Methodological Insights

The method exploits the property of cross-scale patch recurrence inherent in natural images. This concept, initially observed by Michaeli and Irani, states that the SR kernel maximizing patch similarity across image scales is likely the true downscaling kernel. KernelGAN implements this through an image-specific Internal-GAN composed of a generator $G$ and discriminator $D$, crafted to be fully convolutional. Here, $G$ learns a downscaled version of the LR image, which $D$ finds indistinguishable from the original LR image in terms of patch distribution. Crucially, $G$ is constructed as a deep linear network, an architectural choice driven by findings in optimization theory suggesting improved convergence benefits over single-layer representations.

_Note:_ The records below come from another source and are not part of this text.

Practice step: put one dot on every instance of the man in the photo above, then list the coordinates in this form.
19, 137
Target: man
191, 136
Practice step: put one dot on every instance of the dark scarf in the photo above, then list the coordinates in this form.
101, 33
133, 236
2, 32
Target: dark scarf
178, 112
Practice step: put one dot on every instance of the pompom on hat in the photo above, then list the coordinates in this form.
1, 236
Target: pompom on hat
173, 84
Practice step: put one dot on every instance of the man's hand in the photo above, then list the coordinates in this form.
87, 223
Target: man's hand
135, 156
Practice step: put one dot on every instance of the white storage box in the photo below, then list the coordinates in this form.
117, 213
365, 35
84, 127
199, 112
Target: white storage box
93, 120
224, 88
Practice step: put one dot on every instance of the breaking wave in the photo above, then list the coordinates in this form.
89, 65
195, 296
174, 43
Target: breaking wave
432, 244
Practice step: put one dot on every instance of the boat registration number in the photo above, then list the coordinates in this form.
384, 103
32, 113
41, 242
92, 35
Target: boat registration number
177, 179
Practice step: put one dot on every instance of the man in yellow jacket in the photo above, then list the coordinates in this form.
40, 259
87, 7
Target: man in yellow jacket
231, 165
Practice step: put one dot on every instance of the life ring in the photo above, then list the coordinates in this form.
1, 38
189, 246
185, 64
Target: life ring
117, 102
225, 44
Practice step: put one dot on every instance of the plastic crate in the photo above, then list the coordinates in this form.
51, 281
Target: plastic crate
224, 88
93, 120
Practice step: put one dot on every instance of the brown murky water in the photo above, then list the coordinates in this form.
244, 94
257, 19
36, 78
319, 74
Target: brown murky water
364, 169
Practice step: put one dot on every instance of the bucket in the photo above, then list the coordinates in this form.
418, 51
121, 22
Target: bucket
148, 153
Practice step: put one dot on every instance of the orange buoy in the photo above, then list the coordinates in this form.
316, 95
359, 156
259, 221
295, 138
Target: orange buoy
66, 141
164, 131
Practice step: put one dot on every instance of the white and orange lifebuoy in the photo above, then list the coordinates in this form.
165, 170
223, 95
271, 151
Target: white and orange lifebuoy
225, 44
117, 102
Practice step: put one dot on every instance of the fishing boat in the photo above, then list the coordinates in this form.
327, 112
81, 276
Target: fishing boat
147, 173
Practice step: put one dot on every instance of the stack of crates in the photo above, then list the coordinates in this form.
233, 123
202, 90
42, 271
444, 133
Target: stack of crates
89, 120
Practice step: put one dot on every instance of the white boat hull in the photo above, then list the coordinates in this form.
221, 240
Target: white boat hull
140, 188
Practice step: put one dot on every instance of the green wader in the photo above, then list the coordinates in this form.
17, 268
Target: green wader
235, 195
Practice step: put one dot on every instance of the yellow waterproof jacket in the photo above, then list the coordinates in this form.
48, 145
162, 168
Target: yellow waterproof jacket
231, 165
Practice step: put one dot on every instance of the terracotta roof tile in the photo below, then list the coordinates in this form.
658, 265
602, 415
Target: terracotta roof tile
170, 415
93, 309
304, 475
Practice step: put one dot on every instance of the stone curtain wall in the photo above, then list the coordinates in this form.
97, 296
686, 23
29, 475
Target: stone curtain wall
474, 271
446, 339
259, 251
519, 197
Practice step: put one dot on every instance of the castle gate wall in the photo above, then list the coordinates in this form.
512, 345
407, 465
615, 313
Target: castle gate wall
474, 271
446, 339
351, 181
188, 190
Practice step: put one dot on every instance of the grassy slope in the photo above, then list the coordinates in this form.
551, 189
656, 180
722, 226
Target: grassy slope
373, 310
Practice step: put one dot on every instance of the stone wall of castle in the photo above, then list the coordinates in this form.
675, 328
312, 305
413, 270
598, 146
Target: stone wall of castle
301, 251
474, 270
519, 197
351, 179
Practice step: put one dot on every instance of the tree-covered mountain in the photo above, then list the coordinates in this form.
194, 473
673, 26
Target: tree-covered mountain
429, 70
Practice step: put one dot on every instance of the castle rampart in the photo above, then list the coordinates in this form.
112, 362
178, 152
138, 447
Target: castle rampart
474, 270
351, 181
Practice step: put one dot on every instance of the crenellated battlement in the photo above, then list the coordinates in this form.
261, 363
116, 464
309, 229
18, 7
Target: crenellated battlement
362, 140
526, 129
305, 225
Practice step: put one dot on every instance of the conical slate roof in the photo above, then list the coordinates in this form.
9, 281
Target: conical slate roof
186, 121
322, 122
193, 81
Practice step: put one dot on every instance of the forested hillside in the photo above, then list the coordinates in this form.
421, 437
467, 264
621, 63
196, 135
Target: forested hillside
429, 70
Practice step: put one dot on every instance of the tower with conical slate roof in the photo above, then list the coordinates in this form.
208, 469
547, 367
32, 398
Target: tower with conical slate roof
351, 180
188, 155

Numerical Performance and Contrasts with SotA

Empirically, KernelGAN demonstrates significant improvements in blind-SR performance when integrated with contemporary non-blind SR algorithms. The paper details evaluations using the DIV2KRK dataset, a synthetic collection with realistic LR images derived from random kernel applications. The results indicate that KernelGAN, particularly when coupled with the Zero-Shot Super-Resolution (ZSSR) algorithm, surpasses existing state-of-the-art (SotA) methods by considerable margins: 1 dB for scale factor $\times 2$ and 0.47 dB for $\times 4$. Such enhancements underscore the utility of accurate SR-kernel estimation in preserving image detail and reducing artifacts inherent in non-blind approaches that fail to account for kernel variances.

Implications and Future Directions

The paper's contributions extend beyond empirical benchmarks to theoretically ground the benefits of deep linear networks in learning precise SR kernels, aligning with theoretical understandings from deep learning research. This work galvanizes interest in unsupervised and self-supervised learning paradigms for image processing tasks, emphasizing the viability of GAN-based internal models. In practical terms, KernelGAN opens avenues for super-resolution in diverse application domains—particularly where real-world degradation processes are poorly understood or uncharacterized.

In terms of future exploration, the intersections of KernelGAN's mechanisms with other self-supervised learning paradigms present intriguing prospects. Further, the methodology presents potential for adaptation in domains beyond super-resolution, such as unsupervised restoration in compressed or corrupted images, where kernel estimation remains a challenge. As AI progresses toward deploying robust models for such tasks in the wild, understanding and improving the dynamics of these internal learning methods will be pivotal.

The paper serves as a bellwether for future generative approaches to low-level vision tasks and encourages the exploration of internal learning across a spectrum of computer vision challenges.